Biden, Trump Try to Work Immigration to Their Political Advantage During Trips to Texas

WASHINGTON (AP) -- President Joe Biden and his likely Republican challenger Donald Trump both head to the U.S.-Mexico border in Texas on Thursday in a sign of how central immigration has become to the 2024 election and how much both candidates want to use it to their advantage.

Each has chosen an optimal location from which to underscore his respective points.

Biden, who wants to spotlight how Republicans tanked a bipartisan border security deal on Trump's orders, will go to the Rio Grande Valley city of Brownsville. For nine years, this was the busiest corridor for illegal crossings, but illegal crossings there have dropped sharply in recent months.
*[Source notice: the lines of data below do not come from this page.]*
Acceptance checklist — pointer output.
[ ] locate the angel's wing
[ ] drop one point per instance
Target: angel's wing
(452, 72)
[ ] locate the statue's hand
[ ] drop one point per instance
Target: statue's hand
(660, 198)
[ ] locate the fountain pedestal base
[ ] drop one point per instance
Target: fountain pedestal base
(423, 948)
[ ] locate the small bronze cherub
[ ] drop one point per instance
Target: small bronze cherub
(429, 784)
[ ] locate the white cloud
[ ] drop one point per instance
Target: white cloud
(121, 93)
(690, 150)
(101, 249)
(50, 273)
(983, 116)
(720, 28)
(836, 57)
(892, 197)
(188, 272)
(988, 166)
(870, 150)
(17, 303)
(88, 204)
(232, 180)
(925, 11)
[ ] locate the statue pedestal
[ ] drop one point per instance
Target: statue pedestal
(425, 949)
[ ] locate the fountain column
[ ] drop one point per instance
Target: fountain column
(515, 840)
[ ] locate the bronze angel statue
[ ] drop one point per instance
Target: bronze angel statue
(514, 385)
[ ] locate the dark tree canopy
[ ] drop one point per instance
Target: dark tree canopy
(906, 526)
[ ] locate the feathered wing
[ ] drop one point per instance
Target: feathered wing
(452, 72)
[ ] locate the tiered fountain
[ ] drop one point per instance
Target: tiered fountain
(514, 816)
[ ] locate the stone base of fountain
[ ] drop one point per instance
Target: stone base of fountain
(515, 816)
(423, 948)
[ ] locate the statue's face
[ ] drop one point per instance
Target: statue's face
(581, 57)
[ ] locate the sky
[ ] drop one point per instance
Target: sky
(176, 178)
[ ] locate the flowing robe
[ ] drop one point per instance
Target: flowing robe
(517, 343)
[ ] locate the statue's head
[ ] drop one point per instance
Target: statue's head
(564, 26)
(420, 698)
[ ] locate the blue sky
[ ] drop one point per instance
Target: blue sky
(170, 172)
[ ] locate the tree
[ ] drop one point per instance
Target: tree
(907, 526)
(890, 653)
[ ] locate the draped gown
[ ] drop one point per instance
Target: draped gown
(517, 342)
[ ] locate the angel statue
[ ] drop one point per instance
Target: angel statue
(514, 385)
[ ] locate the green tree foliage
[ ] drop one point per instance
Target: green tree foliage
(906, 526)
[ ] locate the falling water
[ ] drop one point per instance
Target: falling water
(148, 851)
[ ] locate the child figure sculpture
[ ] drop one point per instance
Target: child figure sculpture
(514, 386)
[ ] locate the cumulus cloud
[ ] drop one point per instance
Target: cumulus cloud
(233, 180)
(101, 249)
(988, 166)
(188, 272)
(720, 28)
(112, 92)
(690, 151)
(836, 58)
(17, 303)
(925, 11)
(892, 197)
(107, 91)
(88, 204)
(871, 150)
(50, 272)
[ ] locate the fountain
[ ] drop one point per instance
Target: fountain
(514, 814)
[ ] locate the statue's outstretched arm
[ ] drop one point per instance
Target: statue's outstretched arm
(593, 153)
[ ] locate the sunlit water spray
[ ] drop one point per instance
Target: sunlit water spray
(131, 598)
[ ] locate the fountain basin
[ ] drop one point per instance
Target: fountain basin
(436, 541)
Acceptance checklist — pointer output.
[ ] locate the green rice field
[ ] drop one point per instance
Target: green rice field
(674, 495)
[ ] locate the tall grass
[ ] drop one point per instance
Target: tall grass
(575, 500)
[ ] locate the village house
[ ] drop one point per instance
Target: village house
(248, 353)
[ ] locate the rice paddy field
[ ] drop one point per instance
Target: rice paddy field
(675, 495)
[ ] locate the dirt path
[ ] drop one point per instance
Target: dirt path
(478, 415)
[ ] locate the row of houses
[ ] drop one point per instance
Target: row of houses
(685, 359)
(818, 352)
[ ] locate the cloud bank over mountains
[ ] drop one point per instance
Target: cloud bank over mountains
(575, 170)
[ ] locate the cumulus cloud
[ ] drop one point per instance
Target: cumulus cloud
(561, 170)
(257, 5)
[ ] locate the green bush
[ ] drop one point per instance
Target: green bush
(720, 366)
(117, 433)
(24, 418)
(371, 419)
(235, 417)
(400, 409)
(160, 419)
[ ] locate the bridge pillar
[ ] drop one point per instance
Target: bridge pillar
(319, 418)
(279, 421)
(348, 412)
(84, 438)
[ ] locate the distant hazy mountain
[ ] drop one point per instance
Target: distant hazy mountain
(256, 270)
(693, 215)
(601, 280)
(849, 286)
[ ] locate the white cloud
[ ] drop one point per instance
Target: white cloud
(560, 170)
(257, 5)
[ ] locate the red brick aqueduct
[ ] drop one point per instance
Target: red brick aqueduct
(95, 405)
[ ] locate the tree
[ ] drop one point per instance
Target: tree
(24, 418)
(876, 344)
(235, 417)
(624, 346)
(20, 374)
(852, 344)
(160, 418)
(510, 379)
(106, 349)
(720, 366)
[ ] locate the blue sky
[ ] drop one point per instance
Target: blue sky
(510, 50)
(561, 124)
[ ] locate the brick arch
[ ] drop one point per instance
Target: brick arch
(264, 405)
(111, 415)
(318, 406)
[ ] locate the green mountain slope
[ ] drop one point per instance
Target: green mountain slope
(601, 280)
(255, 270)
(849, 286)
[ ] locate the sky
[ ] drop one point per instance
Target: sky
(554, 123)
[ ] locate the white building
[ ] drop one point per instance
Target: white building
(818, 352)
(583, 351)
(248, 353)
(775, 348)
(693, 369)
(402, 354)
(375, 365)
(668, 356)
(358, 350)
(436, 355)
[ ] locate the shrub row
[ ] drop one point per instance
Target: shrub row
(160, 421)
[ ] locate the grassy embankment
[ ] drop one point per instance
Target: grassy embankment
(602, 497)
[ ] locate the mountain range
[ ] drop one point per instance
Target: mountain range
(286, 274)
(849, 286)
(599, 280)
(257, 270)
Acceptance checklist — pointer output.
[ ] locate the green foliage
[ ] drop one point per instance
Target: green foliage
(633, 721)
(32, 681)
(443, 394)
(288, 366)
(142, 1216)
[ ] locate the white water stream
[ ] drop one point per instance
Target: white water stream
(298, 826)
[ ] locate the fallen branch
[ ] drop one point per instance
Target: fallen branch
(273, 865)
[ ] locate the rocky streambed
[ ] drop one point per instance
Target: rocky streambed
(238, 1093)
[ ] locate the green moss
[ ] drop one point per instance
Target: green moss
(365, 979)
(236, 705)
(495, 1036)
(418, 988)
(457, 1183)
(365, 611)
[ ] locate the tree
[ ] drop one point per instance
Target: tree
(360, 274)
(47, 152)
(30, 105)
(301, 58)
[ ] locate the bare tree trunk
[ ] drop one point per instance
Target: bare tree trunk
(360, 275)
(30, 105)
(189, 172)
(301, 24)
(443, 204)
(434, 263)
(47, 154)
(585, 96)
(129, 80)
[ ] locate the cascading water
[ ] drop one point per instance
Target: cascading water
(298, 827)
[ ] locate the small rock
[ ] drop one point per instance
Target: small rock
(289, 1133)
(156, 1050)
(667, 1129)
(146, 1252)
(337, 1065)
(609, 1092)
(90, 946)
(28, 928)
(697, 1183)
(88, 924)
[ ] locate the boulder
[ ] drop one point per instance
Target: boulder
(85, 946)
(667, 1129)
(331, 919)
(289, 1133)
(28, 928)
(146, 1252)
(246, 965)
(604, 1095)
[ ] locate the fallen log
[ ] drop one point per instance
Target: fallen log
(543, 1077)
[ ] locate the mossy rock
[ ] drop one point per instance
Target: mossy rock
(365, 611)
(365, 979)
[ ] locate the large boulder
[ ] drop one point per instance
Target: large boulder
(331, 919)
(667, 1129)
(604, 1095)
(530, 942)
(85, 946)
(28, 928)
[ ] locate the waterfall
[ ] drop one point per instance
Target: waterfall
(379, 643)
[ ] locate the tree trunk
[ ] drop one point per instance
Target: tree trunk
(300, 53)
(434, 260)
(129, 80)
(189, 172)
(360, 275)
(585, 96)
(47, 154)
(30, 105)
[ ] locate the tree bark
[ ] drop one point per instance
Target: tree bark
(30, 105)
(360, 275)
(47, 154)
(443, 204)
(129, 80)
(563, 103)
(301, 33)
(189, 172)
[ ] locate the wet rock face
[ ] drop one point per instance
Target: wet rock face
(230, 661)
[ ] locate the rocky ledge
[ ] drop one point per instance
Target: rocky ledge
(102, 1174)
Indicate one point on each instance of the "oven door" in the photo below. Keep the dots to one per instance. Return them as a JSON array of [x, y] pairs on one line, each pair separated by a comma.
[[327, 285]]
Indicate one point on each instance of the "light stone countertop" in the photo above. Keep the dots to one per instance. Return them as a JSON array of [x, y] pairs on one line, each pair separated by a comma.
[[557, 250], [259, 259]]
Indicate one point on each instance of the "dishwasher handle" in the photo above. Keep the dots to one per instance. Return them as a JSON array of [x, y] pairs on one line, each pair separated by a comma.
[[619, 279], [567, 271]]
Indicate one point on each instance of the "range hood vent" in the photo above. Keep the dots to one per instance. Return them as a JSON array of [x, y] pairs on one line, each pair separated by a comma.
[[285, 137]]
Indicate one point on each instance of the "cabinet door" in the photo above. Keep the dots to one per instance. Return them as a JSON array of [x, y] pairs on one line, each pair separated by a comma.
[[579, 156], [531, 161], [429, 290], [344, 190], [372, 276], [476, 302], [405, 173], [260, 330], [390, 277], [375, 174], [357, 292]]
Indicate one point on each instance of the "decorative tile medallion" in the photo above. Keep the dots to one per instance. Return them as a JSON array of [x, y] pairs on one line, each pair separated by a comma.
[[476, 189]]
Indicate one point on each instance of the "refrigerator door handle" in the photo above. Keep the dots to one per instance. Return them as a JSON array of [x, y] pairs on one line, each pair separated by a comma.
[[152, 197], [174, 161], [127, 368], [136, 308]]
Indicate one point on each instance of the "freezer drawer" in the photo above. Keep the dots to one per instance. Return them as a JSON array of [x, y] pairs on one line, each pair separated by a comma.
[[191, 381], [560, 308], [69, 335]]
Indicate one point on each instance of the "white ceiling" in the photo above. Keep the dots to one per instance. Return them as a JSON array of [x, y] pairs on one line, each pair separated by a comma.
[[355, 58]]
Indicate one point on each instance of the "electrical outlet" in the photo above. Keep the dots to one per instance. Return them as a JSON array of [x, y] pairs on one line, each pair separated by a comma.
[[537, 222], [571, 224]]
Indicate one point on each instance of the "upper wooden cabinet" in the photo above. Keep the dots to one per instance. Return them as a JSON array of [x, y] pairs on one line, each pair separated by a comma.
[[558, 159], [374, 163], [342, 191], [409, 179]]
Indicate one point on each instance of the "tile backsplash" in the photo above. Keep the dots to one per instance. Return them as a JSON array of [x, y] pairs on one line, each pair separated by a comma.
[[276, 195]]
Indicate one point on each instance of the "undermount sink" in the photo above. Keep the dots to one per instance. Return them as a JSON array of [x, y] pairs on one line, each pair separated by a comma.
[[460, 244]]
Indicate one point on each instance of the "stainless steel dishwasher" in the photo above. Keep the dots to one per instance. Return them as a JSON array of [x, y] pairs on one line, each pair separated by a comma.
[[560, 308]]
Trump, for his part, wants to continue his attacks on Biden and keep up his dialed-up rhetoric after saying migrants were poisoning the blood of Americans. He will do so from Eagle Pass, roughly 325 miles northwest of Brownsville, in the corridor that's currently seeing the largest number of crossings. Trump is expected to speak from a state park that has become a Republican symbol of defiance against the federal government's immigration enforcement practices.

In other words, the split screen moment couldn't possibly be more split, and each candidate is asking voters to side with his approach to immigration.

Among voters, worries about the nation's broken immigration system are rising on both sides of the political divide, which could be especially problematic for Biden.

According to an AP-NORC poll in January, the share of voters concerned about immigration rose to 35% from 27% last year. Fifty-five percent of Republicans say the government needs to focus on immigration in 2024, while 22% of Democrats listed immigration as a priority. That's up from 45% and 14%, respectively, from December 2022.

The number of people who are illegally crossing the U.S. border has been rising for years for complicated reasons that include climate change, war and unrest in other nations, the economy, and cartels that see migration as a cash cow.

The administration's approach has been to pair crackdowns at the border with increasing legal pathways for migrants designed to steer people into arriving by plane with sponsors, not illegally on foot to the border.

Arrests for illegal crossings fell by half in January, but there were record highs in December. The numbers of migrants flowing across the U.S-Mexico border have far outpaced the capacity of an immigration system that has not been substantially updated in decades. Trump and Republicans claim Biden is refusing to act, but absent law change from Congress, any major policies are likely to be challenged or held up in court.

Trump this week said Biden was copying him by heading to the border, although the White House insisted the president's trip was quietly in the works before Trump's visit was announced.

"I finally found a way to get him down to the border," said Trump, who is again making immigration a centerpiece of his campaign. "We let it out that we're going on Thursday ... and all of a sudden, out of the blue, he announced he's going."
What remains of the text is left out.